Şehirler sular altında kaldı ve dağlar çöktü.

O anda Bai Feng’in sesi duyuldu: “Bu iradenin gücüdür. Suyu buza dönüştürebilir, ayrıca suyu nehirlere veya okyanuslara toplayabilir. Fiziksel güç gibi, sadece kullanabileceğiniz bir güç türüdür. Ancak, aynı zamanda sınırsız olasılıkları olmayan eşsiz bir güçtür. Şu anda, fiziksel xiulian uygulamasının aslında bir sonu vardır. Tabii ki, bu son hâlâ bizim çok ötemizdedir.

“Gerçekte, Gökyüzü Diyarı’na ulaştıktan sonra her iki gücü de geliştirmeye başlayabilirsiniz.
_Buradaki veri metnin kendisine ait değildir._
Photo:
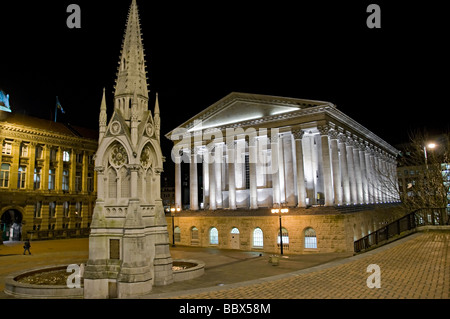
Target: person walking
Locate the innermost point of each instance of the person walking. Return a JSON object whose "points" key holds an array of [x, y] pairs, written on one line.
{"points": [[27, 246]]}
Bizim için, suyumuzu bardağın etrafına sarmadan ve onu güçlendirmeden önce suyumuzun taşmasına izin vereceğiz. Fiziksel bir xiulian uygulayıcısı ise önce porselen bardağı taş bardağa çevirir, sonra da bardağa su döker.

“Bana hangisinin daha iyi bir yol olduğunu sorarsanız, size her ikisinin de aynı olduğunu söyleyebilirim. Bu sadece sizin seçiminize ve yeteneğinize bağlıdır. Sadece sizin için daha kolay olan yolu seçin.”

Su Yu’nun gözlerinin önündeki sahne kaybolmadan önce bulanıklaştı. Bai Feng’in elinde bir bardak suyla görüntüsü bakışlarına girdi.

“Ya bardağı dolduramazsam?” diye sormadan önce nefes nefese kaldı. Ya Liu Hoca gibi bardağım doluysa ama taşmasını sağlayamazsam? İrade gücüm tamamen işe yaramaz mı olacak?”

“Açık konuşmak gerekirse, bu doğru değil. En azından, düşünceleriniz daha keskin olacak ve eskisinden daha fazla enerjiye sahip olacaksınız. Ayrıca, iradenizi somutlaştırma yeteneğiniz bile yoksa, hangi yolu izlediğinizin bir önemi yoktur. Asla bir uzman olamayacaksınız. Bir Büyük Güç uygulayıcısı ile bir Sonsuz Güç uygulayıcısı arasında büyük bir fark olduğunu mu düşünüyorsunuz?”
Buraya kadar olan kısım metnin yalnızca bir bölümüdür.